Hence show that \(\ln (1.2)\) lies between \(\frac{1}{m}\) and \(\frac{1}{n}\), where \(m\), \(n\) are consecutive positive integers to be determined.

\(f'(x) = \frac{1}{x}\)    (A1)

using the MVT \(f'(c) = \frac{{f(b) - f(a)}}{{b - a}}\) (where \(c\) lies between \(a\) and \(b\))     (M1)

\(f'(c) = \frac{{\ln b - \ln a}}{{b - a}}\)    A1

\(\ln \frac{b}{a} = \ln b - \ln a\)    (M1)

\(f'(c) = \frac{{\ln \frac{b}{a}}}{{b - a}}\)

since \(f'(x)\) is a decreasing function or \(a < c < b \Rightarrow \frac{1}{b} < \frac{1}{c} < \frac{1}{a}\)     R1

\(f'(b) < f'(c) < f'(a)\)    (M1)

\(\frac{1}{b} < \frac{{\ln \frac{b}{a}}}{{b - a}} < \frac{1}{a}\)    A1

\(\frac{{b - a}}{b} < \ln \frac{b}{a} < \frac{{b - a}}{a}\)    AG

[7 marks]

putting \(b = 1.2,{\text{ }}a = 1\), or equivalent     M1

\(\frac{1}{6} < \ln 1.2 < \frac{1}{5}\)    A1

\((m = 6,{\text{ }}n = 5)\)

[2 marks]

Although many candidates achieved at least a few marks in this question, the answers revealed difficulties in setting up a proof. The Mean value theorem was poorly quoted and steps were often skipped. The conditions under which the Mean value theorem is valid were largely ignored, as were the reasoned steps towards the answer.
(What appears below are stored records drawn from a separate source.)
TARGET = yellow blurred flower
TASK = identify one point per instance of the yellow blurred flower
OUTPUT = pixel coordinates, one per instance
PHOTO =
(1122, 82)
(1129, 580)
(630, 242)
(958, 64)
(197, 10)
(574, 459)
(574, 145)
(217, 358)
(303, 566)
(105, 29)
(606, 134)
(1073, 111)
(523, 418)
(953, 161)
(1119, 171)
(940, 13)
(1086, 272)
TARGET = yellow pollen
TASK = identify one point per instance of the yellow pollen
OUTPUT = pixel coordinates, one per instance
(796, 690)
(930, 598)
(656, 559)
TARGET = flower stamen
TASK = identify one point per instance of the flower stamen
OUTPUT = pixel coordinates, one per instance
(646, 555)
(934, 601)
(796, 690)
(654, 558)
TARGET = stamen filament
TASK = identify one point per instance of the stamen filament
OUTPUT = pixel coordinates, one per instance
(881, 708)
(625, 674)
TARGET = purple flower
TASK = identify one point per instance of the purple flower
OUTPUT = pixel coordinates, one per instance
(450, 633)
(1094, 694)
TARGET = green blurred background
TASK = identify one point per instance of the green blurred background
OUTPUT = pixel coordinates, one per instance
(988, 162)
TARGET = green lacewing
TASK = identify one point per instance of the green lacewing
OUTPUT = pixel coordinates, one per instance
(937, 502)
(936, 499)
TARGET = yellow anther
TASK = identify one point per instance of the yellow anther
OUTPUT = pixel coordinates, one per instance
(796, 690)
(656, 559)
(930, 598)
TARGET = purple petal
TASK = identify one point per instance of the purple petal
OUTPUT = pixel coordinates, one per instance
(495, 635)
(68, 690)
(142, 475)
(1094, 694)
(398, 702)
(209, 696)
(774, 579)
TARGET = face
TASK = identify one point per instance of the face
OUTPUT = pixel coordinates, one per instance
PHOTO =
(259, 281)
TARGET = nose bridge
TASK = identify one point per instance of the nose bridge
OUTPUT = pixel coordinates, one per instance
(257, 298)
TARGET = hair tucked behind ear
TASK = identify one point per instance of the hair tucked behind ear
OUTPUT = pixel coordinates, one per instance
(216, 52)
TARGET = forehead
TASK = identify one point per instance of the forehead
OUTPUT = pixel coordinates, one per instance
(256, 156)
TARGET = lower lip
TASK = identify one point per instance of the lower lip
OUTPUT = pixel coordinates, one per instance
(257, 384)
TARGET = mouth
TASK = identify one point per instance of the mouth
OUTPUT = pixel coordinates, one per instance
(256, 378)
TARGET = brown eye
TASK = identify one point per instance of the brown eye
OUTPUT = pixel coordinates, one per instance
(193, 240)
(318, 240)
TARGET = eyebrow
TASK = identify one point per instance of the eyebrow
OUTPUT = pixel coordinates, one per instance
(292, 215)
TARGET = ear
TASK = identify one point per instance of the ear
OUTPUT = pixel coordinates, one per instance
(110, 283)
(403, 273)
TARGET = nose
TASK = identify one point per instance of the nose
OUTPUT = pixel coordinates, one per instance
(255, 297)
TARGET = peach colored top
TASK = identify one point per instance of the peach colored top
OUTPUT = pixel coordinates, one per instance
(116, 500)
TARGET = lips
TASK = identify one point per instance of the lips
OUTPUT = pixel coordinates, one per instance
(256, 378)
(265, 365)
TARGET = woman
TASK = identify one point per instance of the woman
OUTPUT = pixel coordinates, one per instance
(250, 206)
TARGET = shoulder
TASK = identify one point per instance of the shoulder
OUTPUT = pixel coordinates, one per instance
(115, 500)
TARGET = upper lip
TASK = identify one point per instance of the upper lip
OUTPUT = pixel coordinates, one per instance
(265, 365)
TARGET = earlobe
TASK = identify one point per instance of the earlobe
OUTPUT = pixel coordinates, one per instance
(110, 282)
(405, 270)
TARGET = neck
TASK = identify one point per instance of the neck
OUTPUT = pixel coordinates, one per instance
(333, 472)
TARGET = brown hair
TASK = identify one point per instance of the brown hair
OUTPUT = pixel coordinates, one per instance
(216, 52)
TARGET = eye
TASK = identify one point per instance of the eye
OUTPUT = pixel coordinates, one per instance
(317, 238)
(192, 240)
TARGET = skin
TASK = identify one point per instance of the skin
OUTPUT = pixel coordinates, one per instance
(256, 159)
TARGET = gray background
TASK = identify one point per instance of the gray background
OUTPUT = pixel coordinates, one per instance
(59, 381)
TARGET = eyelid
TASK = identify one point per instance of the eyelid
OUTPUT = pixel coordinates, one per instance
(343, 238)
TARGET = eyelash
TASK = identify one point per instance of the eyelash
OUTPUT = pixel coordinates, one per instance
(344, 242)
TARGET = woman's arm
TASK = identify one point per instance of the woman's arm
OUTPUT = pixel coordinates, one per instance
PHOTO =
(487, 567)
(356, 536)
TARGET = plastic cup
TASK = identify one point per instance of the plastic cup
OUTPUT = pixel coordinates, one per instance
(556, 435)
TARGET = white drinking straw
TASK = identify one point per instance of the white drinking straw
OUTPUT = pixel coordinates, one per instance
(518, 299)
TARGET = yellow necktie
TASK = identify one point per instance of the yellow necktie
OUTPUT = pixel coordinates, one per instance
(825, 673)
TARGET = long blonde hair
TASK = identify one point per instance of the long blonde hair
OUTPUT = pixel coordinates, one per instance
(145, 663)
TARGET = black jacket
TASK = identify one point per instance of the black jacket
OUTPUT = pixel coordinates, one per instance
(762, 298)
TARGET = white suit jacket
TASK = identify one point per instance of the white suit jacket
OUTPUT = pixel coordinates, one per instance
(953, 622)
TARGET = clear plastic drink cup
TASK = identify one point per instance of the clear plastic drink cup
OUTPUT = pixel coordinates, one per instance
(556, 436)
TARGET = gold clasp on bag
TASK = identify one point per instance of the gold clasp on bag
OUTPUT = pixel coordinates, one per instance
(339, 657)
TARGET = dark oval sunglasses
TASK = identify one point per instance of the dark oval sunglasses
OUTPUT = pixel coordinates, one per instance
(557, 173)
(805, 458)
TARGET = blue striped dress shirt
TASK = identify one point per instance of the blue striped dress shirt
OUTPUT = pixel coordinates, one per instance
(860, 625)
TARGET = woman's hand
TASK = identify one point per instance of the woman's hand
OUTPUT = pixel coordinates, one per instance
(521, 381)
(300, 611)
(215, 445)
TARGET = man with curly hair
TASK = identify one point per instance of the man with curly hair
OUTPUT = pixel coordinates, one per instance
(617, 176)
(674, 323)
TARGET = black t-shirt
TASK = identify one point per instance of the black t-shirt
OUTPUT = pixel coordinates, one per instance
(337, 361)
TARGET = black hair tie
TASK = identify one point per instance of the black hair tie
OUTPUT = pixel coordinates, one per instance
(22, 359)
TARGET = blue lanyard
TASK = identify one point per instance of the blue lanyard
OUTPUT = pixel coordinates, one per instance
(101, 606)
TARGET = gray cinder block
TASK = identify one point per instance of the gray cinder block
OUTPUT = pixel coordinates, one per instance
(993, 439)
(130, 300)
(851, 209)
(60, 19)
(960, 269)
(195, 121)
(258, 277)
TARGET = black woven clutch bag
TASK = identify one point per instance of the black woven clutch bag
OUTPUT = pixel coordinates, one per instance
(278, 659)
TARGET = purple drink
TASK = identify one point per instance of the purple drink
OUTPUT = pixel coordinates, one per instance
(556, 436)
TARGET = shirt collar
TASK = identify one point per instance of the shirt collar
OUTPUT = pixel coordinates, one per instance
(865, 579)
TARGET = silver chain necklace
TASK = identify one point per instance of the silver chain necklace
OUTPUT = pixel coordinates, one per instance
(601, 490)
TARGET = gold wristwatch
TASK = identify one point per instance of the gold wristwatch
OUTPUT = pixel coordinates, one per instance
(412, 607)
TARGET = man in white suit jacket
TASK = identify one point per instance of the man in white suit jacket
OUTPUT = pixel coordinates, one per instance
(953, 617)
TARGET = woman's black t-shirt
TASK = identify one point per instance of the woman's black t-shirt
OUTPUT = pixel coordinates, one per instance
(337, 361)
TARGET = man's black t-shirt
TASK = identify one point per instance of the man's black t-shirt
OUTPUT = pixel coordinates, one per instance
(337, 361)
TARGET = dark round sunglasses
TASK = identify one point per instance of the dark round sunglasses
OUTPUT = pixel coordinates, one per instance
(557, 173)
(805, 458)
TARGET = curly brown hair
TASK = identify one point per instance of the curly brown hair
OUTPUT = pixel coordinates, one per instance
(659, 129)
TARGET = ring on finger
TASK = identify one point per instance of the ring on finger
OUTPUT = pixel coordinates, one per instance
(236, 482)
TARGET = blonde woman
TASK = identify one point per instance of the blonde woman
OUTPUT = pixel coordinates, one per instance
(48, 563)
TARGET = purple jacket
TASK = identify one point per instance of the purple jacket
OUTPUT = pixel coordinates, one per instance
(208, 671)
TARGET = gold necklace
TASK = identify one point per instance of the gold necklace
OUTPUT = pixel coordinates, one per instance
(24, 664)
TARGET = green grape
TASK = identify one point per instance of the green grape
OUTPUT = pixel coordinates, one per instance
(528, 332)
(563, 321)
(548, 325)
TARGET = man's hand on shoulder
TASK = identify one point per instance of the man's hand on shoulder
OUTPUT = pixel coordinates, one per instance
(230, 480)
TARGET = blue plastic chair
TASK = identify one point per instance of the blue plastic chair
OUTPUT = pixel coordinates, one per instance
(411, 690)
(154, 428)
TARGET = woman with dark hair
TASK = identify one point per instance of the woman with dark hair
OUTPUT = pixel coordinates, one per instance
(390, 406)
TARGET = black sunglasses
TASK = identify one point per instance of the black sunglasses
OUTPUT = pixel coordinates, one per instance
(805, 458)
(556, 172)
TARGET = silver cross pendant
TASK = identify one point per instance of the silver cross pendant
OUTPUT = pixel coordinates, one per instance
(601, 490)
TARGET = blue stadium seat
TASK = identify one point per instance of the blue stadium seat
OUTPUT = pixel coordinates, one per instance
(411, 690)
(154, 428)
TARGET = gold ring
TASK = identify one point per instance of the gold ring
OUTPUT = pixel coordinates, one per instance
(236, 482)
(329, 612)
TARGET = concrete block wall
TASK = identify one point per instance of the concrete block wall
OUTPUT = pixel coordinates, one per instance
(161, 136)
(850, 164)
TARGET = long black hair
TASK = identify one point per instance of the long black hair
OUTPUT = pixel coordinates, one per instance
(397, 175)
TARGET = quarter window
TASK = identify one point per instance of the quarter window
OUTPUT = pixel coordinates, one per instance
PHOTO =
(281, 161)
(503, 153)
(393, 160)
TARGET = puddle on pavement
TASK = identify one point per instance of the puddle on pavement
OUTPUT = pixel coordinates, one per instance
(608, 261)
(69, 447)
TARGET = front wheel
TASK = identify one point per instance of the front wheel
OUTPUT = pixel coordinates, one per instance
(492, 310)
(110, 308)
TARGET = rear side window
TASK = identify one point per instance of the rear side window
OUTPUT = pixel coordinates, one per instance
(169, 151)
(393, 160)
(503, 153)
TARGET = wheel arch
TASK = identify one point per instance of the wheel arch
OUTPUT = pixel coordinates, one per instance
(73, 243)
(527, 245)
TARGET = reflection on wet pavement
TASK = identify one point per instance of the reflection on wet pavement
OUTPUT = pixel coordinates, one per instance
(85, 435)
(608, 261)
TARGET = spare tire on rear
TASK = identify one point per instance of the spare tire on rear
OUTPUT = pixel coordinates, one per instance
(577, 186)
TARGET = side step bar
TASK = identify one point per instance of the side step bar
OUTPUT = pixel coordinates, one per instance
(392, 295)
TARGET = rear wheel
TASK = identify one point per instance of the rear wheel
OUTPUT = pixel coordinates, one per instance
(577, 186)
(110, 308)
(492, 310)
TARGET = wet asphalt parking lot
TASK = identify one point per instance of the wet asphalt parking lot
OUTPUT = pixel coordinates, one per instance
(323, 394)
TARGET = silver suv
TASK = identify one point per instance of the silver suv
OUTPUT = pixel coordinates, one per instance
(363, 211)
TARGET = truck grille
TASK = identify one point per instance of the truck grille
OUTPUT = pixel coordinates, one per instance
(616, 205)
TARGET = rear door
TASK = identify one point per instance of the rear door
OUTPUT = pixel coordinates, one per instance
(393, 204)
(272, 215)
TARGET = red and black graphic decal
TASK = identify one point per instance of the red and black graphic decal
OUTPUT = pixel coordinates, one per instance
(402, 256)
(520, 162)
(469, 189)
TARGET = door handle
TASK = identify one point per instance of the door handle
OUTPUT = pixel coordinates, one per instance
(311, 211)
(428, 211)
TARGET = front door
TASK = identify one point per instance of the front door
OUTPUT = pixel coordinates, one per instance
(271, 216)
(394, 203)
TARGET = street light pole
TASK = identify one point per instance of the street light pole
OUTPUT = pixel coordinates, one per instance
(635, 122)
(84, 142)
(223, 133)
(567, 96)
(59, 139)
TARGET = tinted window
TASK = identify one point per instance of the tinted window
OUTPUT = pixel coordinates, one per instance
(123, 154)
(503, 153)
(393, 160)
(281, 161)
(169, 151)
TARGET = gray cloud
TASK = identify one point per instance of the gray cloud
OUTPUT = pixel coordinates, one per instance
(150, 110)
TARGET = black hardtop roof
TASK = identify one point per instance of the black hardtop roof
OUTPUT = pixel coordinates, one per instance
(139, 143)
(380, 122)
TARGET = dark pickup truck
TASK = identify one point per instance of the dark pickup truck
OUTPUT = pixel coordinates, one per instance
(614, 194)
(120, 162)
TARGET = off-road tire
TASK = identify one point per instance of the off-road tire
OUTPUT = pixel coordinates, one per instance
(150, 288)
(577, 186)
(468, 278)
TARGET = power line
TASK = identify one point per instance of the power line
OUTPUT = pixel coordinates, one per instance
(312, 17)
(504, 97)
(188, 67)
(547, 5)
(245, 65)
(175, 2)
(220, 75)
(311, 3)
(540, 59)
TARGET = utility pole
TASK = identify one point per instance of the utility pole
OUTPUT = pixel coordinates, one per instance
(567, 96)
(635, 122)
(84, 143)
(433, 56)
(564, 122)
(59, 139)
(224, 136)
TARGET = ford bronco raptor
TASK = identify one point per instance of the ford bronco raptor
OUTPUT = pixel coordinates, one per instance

There were inequalities everywhere, without a great deal of meaning or showing progress. A number of candidates attempted to work backwards and presented the work in a way that made it difficult to follow their reasoning; in part (b) many candidates ignored the instruction ‘hence’ and just used GDC to find the required values; candidates that did notice the link to part a) answered this question well in general. A number of candidates guessed the answer and did not present an analytical derivation as required.